Christianity expanded and strengthened. Even the powerful of this world were already thinking about the Divine origin of the Crucified One and Ascended to the Cross. Emperor Constantine the Great was vouchsafed with all his army to see the sign of God – the Cross shining in the sky from the stars and the radiance of the inscription around it: "In this you shall conquer."

Such manifestations revived in the minds of Christians the memory of the first Cross of the Lord, and with it the faith that this great shrine could not perish. By this time the Church had already been filled with many living testimonies of the feats of bearing the cross, and it was so lacking for the triumph, glory, and joy of that one Cross, from which the victory over death shone. And the work of searching for the Cross of the Lord was taken upon herself by the eighty-year-old Helena, the mother of the first Christian emperor Constantine.
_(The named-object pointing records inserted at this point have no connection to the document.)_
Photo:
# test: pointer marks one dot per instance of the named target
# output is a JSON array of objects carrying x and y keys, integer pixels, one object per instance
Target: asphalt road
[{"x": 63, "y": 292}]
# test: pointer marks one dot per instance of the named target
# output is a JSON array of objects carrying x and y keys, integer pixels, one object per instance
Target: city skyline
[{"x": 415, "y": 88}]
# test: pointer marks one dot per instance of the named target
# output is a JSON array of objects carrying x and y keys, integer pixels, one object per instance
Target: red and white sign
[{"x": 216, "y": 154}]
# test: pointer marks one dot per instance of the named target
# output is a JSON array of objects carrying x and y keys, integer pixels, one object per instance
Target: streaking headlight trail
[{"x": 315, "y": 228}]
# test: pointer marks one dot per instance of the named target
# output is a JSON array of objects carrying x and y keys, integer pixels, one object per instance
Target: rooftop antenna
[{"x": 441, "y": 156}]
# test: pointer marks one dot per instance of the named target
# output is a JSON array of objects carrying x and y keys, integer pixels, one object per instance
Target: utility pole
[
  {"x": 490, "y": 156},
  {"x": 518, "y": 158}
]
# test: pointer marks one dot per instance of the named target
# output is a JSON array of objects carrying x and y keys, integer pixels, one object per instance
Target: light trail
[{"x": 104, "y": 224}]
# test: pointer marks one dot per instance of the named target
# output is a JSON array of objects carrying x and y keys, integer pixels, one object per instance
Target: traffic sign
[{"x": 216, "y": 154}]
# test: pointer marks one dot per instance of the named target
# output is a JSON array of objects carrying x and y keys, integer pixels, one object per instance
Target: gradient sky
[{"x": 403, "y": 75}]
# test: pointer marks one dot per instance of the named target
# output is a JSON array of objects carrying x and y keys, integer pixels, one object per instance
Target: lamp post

The Holy Spirit inspired this queen (later called Equal-to-the-Apostles), to the glory of the Crucified One and to the joy of Orthodox Christians, to exert much labor and effort in order to find the holy thing.

The pagan emperors and the malice of the Jews tried to completely destroy in man the memories of sacred events and sacred places where our Lord Jesus Christ suffered for people and rose again. The Holy Sepulchre and Golgotha were covered with earth, and a pagan pagan temple was erected on the site of an artificial hill.